赵庆海皱眉:“大过年的,说什么晦气话!一点忙都不帮,妈那边怎么说?”“老公,
”我声音放软,“我就是怕妈不高兴,更怕你为难。可我要是累倒了,住院花钱不说,
这个家可怎么办?新阳新月可怎么办?“要不……今年你多担待点?你去跟妈说,我病没好,
不让我干活。妈最听你的了,你可是她最老实、最孝顺的好儿子。
”我特意在“老实”、“孝顺”上加了重音。03赵庆海是家里的老二,性格又木讷,
常常被父母忽视,他就拼命付出、奉献,以博得父母的一点关注,
一辈子困在“孝顺”和“老实”这俩词里。他这人不坏,长得也好,
要不当初我也不能嫁给他。就是为人一根筋,愚孝。但是这样的人也有一个好处,
就是好拿捏,上一世他被父母拿捏,被儿女拿捏。这一世嘛,该轮到我了。我刚才那一番话,
尤其是我把他抬到“妈最听你的”这个位置,他脸上是被捧着的舒坦。“那……我去了,
干啥啊?”他搓搓手。我说话腔调娇娇柔柔,眼神里还带上点崇拜:“你就给妈打打下手,
递个碗筷什么的。重活累活,让大哥三弟搭把手呗,你来指挥,
你在这个家里是最能拿事儿的。”随后我又补了一句;“哎,
我今年这身体……我也不想这样的,庆海,但我实在是虚,我都想要不就别跟你回去添乱了,
可是又怕你不带媳妇回家过年让人戳脊梁骨,我咬牙挺着也得跟你回去。
”一番话说得眼泪汪汪,一副为了他我豁出去的样子。实际上我就是想吃顿现成的年夜饭,
回了娘家一样糟心,还不如去婆家躺平。赵庆海瞬间慌了神,
手忙脚乱地给我擦眼泪:“不是不是,你别哭啊,今年保证不让你干活了,到家我就跟妈说!

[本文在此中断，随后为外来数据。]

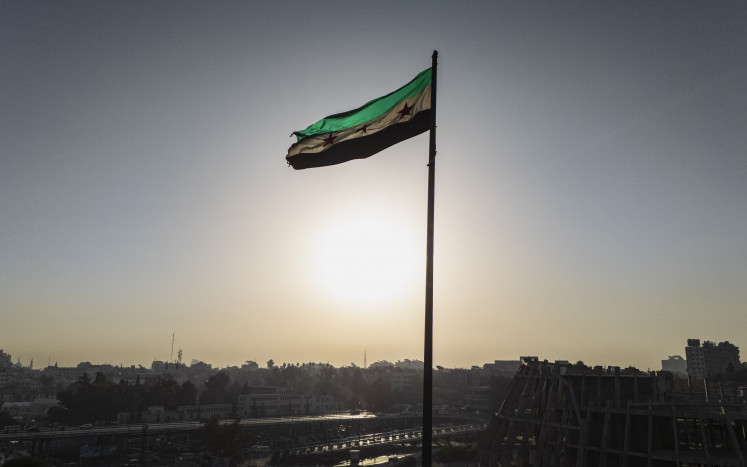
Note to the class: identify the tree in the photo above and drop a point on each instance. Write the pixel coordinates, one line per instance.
(216, 389)
(225, 440)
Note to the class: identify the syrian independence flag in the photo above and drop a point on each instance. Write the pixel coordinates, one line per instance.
(363, 132)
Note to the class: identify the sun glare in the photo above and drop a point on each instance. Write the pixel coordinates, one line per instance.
(366, 260)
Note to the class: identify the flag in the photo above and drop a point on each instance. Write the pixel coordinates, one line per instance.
(363, 132)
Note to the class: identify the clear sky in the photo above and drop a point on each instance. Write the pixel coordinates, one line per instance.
(591, 185)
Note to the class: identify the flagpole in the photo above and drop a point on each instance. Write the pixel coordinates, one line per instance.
(428, 341)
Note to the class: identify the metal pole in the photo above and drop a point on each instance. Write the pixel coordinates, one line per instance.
(428, 341)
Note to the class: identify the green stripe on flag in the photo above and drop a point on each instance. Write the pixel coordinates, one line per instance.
(369, 110)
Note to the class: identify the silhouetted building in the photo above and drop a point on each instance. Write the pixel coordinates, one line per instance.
(709, 360)
(675, 364)
(609, 419)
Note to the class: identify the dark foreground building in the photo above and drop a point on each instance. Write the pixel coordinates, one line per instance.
(552, 417)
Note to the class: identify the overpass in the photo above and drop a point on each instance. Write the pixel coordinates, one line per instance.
(384, 439)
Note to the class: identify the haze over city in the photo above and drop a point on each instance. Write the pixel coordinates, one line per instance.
(591, 201)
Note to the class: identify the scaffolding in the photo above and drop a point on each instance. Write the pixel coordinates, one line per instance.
(552, 418)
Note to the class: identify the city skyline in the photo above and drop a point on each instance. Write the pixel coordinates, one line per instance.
(590, 198)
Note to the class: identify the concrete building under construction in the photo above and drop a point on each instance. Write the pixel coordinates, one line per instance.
(556, 415)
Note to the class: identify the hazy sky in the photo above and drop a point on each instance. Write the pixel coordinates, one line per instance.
(591, 185)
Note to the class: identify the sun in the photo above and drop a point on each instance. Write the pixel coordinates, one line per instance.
(366, 259)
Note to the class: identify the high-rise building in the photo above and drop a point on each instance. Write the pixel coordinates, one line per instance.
(710, 359)
(675, 364)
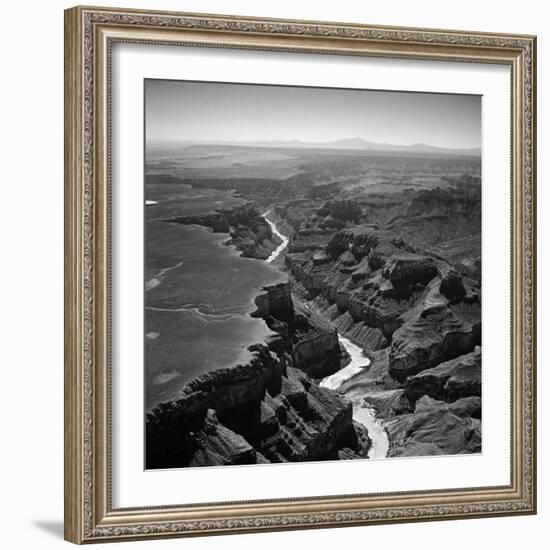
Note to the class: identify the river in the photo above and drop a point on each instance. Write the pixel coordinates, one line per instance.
(363, 414)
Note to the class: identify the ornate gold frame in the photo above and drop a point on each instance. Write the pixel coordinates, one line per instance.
(89, 34)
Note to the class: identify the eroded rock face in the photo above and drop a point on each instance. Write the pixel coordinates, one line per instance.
(448, 381)
(248, 230)
(433, 336)
(275, 301)
(407, 270)
(294, 420)
(434, 428)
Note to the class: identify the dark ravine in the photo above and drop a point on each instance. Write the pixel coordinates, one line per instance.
(384, 272)
(269, 410)
(415, 312)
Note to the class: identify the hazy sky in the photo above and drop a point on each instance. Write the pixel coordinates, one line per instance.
(202, 111)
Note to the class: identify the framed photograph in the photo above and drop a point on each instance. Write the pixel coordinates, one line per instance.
(300, 274)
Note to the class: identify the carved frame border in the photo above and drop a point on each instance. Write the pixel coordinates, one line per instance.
(89, 34)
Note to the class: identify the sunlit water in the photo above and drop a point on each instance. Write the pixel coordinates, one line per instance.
(363, 414)
(284, 240)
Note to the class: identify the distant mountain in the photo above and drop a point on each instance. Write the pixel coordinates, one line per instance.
(354, 143)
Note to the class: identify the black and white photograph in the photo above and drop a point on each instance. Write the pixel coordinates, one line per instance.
(312, 274)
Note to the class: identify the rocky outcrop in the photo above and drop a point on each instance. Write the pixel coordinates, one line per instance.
(434, 335)
(249, 231)
(275, 302)
(435, 428)
(449, 381)
(269, 413)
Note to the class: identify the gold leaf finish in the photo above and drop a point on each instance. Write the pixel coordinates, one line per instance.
(89, 35)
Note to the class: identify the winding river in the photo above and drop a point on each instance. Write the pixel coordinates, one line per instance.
(363, 414)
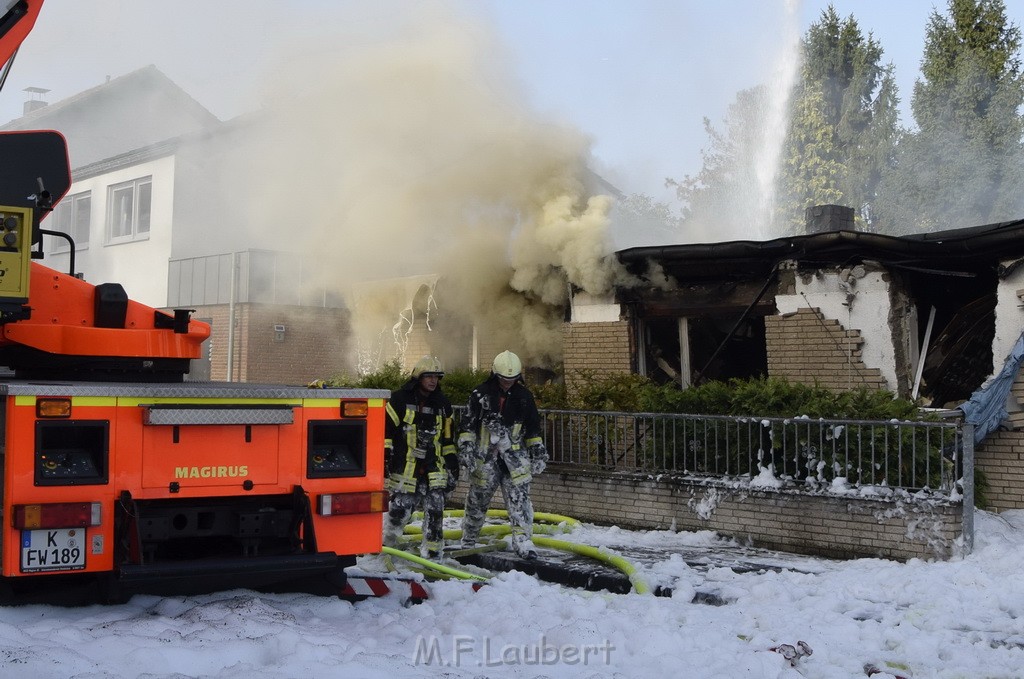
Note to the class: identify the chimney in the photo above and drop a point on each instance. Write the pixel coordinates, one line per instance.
(823, 218)
(34, 102)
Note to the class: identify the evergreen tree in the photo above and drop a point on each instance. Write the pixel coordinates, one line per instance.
(844, 123)
(964, 165)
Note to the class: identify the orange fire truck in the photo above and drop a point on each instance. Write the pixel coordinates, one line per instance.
(118, 475)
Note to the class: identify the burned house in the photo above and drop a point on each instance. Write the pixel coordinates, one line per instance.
(931, 316)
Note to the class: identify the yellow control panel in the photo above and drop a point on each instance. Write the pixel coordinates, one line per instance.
(15, 253)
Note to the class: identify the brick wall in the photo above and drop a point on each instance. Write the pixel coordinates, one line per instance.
(820, 525)
(807, 348)
(313, 344)
(1000, 460)
(598, 348)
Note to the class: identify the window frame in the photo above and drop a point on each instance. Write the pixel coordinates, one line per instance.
(70, 204)
(139, 186)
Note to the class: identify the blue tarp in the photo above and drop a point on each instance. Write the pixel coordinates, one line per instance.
(986, 409)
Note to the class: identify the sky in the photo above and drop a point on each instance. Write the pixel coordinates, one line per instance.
(636, 77)
(962, 619)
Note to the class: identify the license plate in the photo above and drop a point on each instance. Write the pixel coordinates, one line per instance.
(61, 549)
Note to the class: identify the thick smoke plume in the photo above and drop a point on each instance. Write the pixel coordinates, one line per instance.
(416, 155)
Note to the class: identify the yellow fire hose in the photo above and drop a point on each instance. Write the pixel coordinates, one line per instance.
(544, 522)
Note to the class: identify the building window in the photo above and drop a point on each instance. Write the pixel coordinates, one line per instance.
(128, 210)
(72, 216)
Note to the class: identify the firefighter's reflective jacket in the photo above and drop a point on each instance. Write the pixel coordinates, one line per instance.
(508, 419)
(419, 443)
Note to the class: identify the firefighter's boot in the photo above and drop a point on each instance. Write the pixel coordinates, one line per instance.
(523, 546)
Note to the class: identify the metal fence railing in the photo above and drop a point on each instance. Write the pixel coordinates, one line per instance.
(934, 457)
(910, 455)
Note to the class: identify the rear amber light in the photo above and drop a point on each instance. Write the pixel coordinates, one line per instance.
(56, 515)
(352, 503)
(53, 408)
(354, 409)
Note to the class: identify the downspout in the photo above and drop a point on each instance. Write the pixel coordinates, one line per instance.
(230, 316)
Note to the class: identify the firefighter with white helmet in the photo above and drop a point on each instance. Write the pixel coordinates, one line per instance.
(500, 442)
(420, 455)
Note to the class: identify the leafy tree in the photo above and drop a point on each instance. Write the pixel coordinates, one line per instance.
(645, 221)
(729, 193)
(964, 165)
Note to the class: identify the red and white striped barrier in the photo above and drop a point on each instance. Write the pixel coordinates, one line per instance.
(361, 586)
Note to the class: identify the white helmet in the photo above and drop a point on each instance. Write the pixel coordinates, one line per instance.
(507, 365)
(427, 366)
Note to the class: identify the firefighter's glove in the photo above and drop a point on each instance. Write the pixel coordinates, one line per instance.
(452, 466)
(538, 458)
(467, 454)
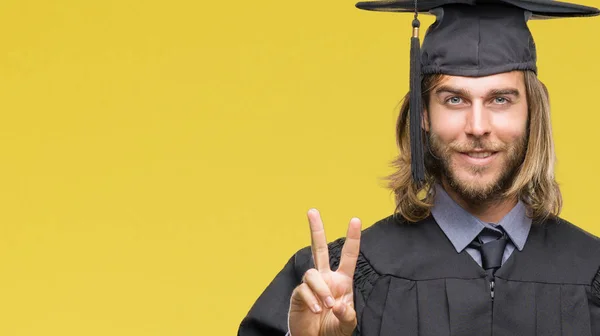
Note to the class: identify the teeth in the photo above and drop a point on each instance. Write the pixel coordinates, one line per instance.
(479, 155)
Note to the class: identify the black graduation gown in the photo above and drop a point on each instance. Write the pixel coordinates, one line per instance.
(409, 280)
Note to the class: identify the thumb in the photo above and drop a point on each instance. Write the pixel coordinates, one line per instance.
(346, 315)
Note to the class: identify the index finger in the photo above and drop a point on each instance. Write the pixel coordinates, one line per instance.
(318, 241)
(351, 249)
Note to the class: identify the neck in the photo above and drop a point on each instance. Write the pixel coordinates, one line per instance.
(491, 211)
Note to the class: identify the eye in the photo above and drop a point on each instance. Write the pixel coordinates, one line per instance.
(501, 100)
(454, 100)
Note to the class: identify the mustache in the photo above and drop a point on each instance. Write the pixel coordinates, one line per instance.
(477, 144)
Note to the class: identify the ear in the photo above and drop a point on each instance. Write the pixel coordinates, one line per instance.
(425, 120)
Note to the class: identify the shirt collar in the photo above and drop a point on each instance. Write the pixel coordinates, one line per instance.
(462, 228)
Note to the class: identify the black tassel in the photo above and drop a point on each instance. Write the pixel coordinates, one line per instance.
(416, 108)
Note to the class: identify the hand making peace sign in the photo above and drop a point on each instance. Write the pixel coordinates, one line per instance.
(323, 305)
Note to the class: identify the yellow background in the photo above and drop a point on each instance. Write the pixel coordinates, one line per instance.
(158, 157)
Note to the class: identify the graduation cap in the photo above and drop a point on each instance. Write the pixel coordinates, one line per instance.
(472, 38)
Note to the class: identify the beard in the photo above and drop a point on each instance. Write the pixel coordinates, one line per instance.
(475, 189)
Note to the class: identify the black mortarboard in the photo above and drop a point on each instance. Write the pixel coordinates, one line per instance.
(470, 38)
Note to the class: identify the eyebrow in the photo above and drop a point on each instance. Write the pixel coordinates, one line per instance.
(464, 92)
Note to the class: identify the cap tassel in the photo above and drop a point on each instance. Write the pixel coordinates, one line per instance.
(416, 107)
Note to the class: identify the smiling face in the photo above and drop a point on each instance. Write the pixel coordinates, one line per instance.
(477, 131)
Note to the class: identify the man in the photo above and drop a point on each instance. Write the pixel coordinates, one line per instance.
(476, 246)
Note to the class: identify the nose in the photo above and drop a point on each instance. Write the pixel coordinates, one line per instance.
(478, 121)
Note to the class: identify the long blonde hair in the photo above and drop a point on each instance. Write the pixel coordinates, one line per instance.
(534, 182)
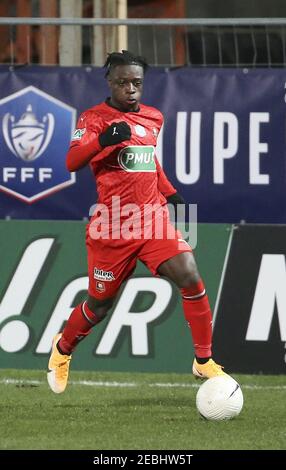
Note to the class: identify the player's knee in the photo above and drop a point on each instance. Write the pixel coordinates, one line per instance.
(99, 307)
(188, 276)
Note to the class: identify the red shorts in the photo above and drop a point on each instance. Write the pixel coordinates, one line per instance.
(110, 262)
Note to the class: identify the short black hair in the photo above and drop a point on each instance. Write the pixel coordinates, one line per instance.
(124, 58)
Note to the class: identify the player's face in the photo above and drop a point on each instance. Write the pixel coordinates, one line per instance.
(126, 84)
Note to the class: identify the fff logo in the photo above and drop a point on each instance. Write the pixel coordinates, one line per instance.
(36, 131)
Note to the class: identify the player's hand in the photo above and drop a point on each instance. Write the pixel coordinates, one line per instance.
(117, 132)
(175, 199)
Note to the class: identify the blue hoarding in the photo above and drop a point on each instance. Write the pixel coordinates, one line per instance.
(222, 145)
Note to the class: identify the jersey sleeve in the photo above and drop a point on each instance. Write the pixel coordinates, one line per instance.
(84, 144)
(164, 185)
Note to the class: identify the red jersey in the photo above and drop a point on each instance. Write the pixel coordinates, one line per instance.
(129, 169)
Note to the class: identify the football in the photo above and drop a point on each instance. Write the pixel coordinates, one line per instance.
(219, 398)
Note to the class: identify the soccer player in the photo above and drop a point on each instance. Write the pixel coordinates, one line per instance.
(117, 139)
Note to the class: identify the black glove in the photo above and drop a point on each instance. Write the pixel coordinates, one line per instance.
(115, 133)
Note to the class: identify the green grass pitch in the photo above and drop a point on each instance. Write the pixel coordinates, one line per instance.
(120, 411)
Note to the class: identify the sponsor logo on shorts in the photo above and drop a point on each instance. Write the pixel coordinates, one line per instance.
(139, 158)
(101, 275)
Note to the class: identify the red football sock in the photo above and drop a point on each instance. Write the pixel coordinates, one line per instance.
(199, 317)
(78, 326)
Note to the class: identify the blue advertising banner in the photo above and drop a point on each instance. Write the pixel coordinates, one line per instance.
(222, 145)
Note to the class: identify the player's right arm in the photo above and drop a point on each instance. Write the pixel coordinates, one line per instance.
(85, 141)
(91, 137)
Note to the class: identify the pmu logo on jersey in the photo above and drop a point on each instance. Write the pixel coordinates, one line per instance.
(137, 158)
(35, 130)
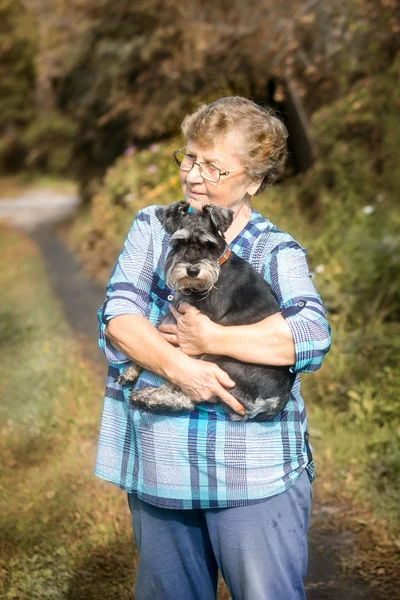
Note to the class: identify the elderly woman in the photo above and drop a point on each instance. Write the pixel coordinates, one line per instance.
(206, 492)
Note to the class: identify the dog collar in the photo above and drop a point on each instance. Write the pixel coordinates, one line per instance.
(224, 257)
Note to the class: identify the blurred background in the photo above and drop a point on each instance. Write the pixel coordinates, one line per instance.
(92, 94)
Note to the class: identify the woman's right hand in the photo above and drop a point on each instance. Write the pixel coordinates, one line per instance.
(202, 380)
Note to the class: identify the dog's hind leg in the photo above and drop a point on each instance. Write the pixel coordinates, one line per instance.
(129, 375)
(260, 409)
(166, 399)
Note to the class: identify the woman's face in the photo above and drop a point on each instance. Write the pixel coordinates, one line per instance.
(232, 190)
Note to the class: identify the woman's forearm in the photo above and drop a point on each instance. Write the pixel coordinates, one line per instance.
(140, 341)
(269, 342)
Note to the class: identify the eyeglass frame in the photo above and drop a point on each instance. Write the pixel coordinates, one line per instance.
(204, 162)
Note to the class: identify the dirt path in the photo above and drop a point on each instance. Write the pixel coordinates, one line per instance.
(37, 212)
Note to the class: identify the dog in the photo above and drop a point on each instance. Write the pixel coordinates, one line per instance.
(204, 272)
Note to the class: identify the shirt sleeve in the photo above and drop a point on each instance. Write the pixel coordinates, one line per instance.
(300, 305)
(128, 291)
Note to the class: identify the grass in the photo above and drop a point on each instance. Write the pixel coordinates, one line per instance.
(64, 533)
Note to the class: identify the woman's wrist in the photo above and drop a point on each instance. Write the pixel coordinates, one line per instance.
(218, 340)
(176, 365)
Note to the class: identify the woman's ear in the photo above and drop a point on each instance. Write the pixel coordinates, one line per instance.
(220, 217)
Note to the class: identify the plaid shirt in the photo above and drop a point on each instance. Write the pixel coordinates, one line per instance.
(201, 459)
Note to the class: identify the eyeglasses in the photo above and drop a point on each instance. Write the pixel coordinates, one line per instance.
(208, 171)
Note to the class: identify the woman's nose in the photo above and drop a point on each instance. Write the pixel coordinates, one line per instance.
(192, 271)
(194, 175)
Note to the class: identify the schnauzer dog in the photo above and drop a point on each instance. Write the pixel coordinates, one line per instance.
(203, 272)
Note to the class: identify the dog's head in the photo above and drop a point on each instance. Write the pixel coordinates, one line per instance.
(197, 243)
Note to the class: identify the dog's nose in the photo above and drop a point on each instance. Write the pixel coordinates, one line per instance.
(192, 271)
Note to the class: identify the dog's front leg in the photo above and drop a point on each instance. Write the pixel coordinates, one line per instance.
(165, 399)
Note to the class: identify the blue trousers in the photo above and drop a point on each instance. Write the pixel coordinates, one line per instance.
(260, 549)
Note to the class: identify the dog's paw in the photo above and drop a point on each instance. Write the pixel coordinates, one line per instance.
(143, 399)
(129, 375)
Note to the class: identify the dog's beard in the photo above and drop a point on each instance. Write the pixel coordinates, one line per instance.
(177, 277)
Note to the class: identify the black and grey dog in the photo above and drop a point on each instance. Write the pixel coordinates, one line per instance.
(203, 272)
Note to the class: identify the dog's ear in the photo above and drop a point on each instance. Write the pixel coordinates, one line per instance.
(220, 217)
(171, 216)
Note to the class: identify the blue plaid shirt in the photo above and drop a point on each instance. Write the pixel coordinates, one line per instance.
(201, 459)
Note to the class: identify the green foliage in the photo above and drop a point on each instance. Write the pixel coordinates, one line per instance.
(48, 143)
(135, 180)
(17, 69)
(17, 77)
(63, 534)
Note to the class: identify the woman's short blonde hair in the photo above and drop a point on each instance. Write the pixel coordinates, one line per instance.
(264, 135)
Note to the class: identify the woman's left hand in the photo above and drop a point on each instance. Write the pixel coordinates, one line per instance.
(192, 332)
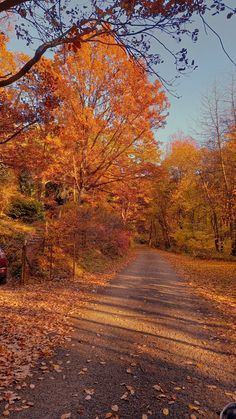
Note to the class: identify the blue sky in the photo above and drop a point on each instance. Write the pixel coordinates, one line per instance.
(213, 65)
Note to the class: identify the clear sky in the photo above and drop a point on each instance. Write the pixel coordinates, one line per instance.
(213, 65)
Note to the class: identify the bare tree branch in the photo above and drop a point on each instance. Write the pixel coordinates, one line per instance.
(8, 4)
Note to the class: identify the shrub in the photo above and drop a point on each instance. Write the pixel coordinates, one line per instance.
(26, 210)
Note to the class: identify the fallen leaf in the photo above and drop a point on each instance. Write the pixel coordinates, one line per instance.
(157, 387)
(114, 408)
(89, 391)
(193, 407)
(66, 416)
(124, 396)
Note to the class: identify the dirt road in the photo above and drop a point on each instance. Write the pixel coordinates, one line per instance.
(146, 329)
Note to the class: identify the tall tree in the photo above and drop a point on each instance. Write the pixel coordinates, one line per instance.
(132, 24)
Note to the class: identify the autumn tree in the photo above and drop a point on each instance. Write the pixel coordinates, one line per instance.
(132, 24)
(107, 112)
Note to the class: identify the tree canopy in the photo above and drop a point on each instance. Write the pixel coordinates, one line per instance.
(141, 27)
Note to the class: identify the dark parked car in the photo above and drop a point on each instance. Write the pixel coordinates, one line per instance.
(3, 267)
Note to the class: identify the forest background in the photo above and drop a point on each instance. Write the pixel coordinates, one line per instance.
(82, 175)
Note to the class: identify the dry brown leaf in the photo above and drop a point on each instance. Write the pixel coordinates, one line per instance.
(157, 387)
(193, 407)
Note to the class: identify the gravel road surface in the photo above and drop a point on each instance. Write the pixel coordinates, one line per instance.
(146, 345)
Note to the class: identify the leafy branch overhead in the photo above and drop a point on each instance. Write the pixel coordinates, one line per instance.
(143, 28)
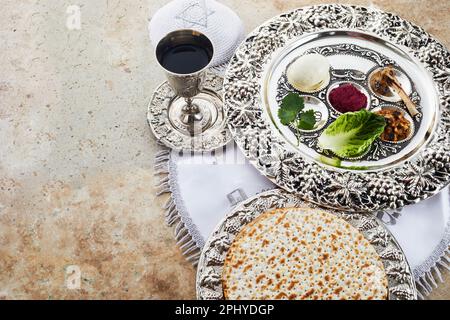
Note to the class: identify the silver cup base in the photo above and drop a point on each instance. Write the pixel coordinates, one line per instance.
(208, 105)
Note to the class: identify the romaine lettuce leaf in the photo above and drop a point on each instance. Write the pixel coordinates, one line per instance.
(352, 133)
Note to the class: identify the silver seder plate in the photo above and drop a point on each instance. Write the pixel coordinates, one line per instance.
(401, 284)
(356, 41)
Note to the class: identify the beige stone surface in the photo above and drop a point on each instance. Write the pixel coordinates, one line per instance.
(76, 175)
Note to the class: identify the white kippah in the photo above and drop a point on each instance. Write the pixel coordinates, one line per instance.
(218, 22)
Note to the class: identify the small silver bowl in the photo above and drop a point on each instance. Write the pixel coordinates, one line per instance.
(407, 117)
(391, 96)
(356, 85)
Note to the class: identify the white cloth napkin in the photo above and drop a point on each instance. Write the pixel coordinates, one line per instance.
(218, 22)
(203, 182)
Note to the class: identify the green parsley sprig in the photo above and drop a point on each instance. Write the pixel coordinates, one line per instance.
(291, 111)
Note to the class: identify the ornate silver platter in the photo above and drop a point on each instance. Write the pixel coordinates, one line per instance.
(357, 41)
(157, 116)
(209, 273)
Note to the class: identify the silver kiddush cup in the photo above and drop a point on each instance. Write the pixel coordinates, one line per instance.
(193, 111)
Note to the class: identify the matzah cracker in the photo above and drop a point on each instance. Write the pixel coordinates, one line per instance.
(302, 253)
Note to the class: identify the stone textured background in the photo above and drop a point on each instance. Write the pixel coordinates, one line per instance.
(76, 154)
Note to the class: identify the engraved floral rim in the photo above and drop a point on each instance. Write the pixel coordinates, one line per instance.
(401, 283)
(414, 180)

”我脸上露出爱慕的表情,拉住他的手:“老公,我就知道你最疼我了,我就在沙发上歇着,
陪大嫂三弟妹说说话,显得咱家也和气。”赵庆海拍着胸脯保证,让我今年过个舒心年。
我虽然重生要做不一样的沈如,但我不想搞什么雌竞,谁规定过年必须女人干活,男人闲着?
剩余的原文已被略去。